US pushes back on China’s sanctions against shipbuilding investments
The Trump administration has issued a warning to China, urging Beijing not to penalise foreign companies that assist the United States in developing critical industries. The statement follows China’s recent sanctions targeting the US subsidiaries of South Korea’s Hanwha Ocean Co., which plans to invest in the American maritime sector.
“China’s recent retaliatory actions against private companies worldwide are part of a broader pattern of economic coercion aimed at influencing American politics and controlling global supply chains by discouraging foreign investment in US shipbuilding and other critical sectors,” said US Trade Representative Jamieson Greer on October 20.
Greer’s statement comes amid a long-standing series of disputes between the US and China over maritime dominance. China, which produces over half of the world’s ships, has increasingly sought to assert control over the strategic South China Sea. The conflict carries global economic implications, as commercial shipping accounts for more than 80% of international trade.
Although the US possesses the world’s most powerful navy, its shipbuilding industry remains comparatively limited. To strengthen domestic capabilities, the Trump administration has encouraged investment from South Korea, the world’s second-largest shipbuilder.
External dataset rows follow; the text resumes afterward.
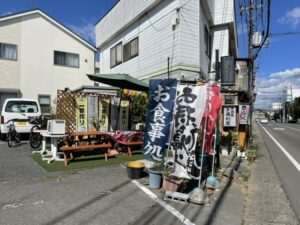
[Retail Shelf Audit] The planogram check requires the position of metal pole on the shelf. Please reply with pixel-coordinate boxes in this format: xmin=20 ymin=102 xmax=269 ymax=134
xmin=248 ymin=0 xmax=254 ymax=144
xmin=168 ymin=57 xmax=170 ymax=79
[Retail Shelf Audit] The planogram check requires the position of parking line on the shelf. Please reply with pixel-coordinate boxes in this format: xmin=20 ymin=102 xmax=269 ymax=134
xmin=131 ymin=180 xmax=195 ymax=225
xmin=276 ymin=124 xmax=300 ymax=132
xmin=260 ymin=125 xmax=300 ymax=172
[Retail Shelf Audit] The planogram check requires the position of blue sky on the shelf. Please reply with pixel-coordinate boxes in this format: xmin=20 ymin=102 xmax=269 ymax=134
xmin=237 ymin=0 xmax=300 ymax=108
xmin=0 ymin=0 xmax=300 ymax=108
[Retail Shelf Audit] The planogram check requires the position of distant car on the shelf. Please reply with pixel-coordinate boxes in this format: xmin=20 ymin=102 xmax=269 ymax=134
xmin=0 ymin=98 xmax=41 ymax=135
xmin=260 ymin=118 xmax=269 ymax=124
xmin=288 ymin=119 xmax=297 ymax=123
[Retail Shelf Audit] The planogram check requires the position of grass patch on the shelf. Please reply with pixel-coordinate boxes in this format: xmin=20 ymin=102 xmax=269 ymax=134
xmin=31 ymin=151 xmax=144 ymax=172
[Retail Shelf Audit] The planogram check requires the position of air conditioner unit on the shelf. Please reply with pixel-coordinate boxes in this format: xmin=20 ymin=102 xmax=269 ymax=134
xmin=47 ymin=120 xmax=66 ymax=134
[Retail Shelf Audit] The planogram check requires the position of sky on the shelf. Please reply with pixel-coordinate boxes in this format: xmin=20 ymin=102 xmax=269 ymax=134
xmin=0 ymin=0 xmax=300 ymax=109
xmin=237 ymin=0 xmax=300 ymax=109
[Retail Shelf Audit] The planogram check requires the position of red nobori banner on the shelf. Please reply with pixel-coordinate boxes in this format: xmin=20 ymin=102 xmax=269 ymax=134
xmin=239 ymin=105 xmax=250 ymax=125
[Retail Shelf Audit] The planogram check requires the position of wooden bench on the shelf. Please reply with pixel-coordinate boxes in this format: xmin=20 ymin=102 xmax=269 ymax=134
xmin=60 ymin=143 xmax=112 ymax=166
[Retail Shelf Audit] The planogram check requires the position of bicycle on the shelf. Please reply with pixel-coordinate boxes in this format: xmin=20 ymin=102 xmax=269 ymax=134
xmin=29 ymin=115 xmax=48 ymax=149
xmin=5 ymin=119 xmax=24 ymax=147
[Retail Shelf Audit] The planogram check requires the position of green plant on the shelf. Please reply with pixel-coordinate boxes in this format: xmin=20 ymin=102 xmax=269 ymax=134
xmin=130 ymin=94 xmax=148 ymax=123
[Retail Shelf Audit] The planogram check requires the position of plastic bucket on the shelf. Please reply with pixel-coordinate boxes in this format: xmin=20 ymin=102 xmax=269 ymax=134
xmin=149 ymin=170 xmax=162 ymax=189
xmin=199 ymin=154 xmax=208 ymax=166
xmin=127 ymin=162 xmax=145 ymax=179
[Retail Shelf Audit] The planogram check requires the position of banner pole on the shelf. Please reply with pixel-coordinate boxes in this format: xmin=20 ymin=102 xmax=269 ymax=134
xmin=164 ymin=79 xmax=180 ymax=171
xmin=198 ymin=84 xmax=210 ymax=188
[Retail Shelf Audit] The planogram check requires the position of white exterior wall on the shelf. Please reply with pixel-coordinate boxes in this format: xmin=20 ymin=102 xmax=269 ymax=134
xmin=96 ymin=0 xmax=179 ymax=79
xmin=0 ymin=18 xmax=21 ymax=89
xmin=96 ymin=0 xmax=209 ymax=79
xmin=96 ymin=0 xmax=233 ymax=80
xmin=0 ymin=14 xmax=95 ymax=105
xmin=96 ymin=0 xmax=161 ymax=47
xmin=212 ymin=26 xmax=230 ymax=66
xmin=213 ymin=0 xmax=235 ymax=25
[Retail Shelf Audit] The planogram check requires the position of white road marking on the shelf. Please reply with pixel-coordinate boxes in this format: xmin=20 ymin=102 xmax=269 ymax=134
xmin=260 ymin=125 xmax=300 ymax=172
xmin=273 ymin=127 xmax=285 ymax=130
xmin=131 ymin=180 xmax=195 ymax=225
xmin=277 ymin=124 xmax=300 ymax=131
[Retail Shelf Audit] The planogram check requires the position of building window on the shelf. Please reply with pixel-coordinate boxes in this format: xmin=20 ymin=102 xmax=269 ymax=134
xmin=224 ymin=95 xmax=234 ymax=105
xmin=110 ymin=42 xmax=122 ymax=68
xmin=123 ymin=38 xmax=139 ymax=62
xmin=204 ymin=26 xmax=212 ymax=59
xmin=38 ymin=95 xmax=51 ymax=113
xmin=54 ymin=51 xmax=79 ymax=68
xmin=0 ymin=43 xmax=17 ymax=60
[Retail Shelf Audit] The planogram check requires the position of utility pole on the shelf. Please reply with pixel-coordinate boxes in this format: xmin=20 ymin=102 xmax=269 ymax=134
xmin=240 ymin=0 xmax=271 ymax=143
xmin=248 ymin=0 xmax=254 ymax=143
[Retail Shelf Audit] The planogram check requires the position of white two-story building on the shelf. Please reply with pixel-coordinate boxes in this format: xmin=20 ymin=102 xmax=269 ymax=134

China’s sanctions directly target this effort. They bar Chinese individuals and organisations from engaging in transactions with the US units of Hanwha Ocean Co. and warn of potential further measures affecting the industry.
“Attempts at intimidation will not prevent the United States from rebuilding its shipbuilding base and responding appropriately to China’s targeting of critical industrial sectors for dominance,” Greer emphasised.
The dispute extends beyond shipbuilding. Both nations recently imposed special port fees on each other’s commercial vessels. The US is also preparing to implement a 100% tariff on Chinese imports of essential port equipment and has proposed a 150% import tax on other cargo-handling machinery. These measures are part of Trump’s broader effort to reduce Chinese control over strategic global ports, including those near the Panama Canal.
Shipping is just one area of tension in the broader US-China relationship that has unsettled global investors. Beijing has also tightened export controls on rare earth elements and taken other restrictive measures, while the US has expanded curbs on China’s access to semiconductors and threatened additional 100% tariffs.
Earlier Monday, President Donald Trump stated that he expects to address China’s territorial ambitions regarding the self-governing island of Taiwan during his upcoming meeting with Xi Jinping at the Asia-Pacific Economic Cooperation summit in South Korea. Trump did not indicate whether he anticipates China tying trade concessions to issues concerning Taiwan.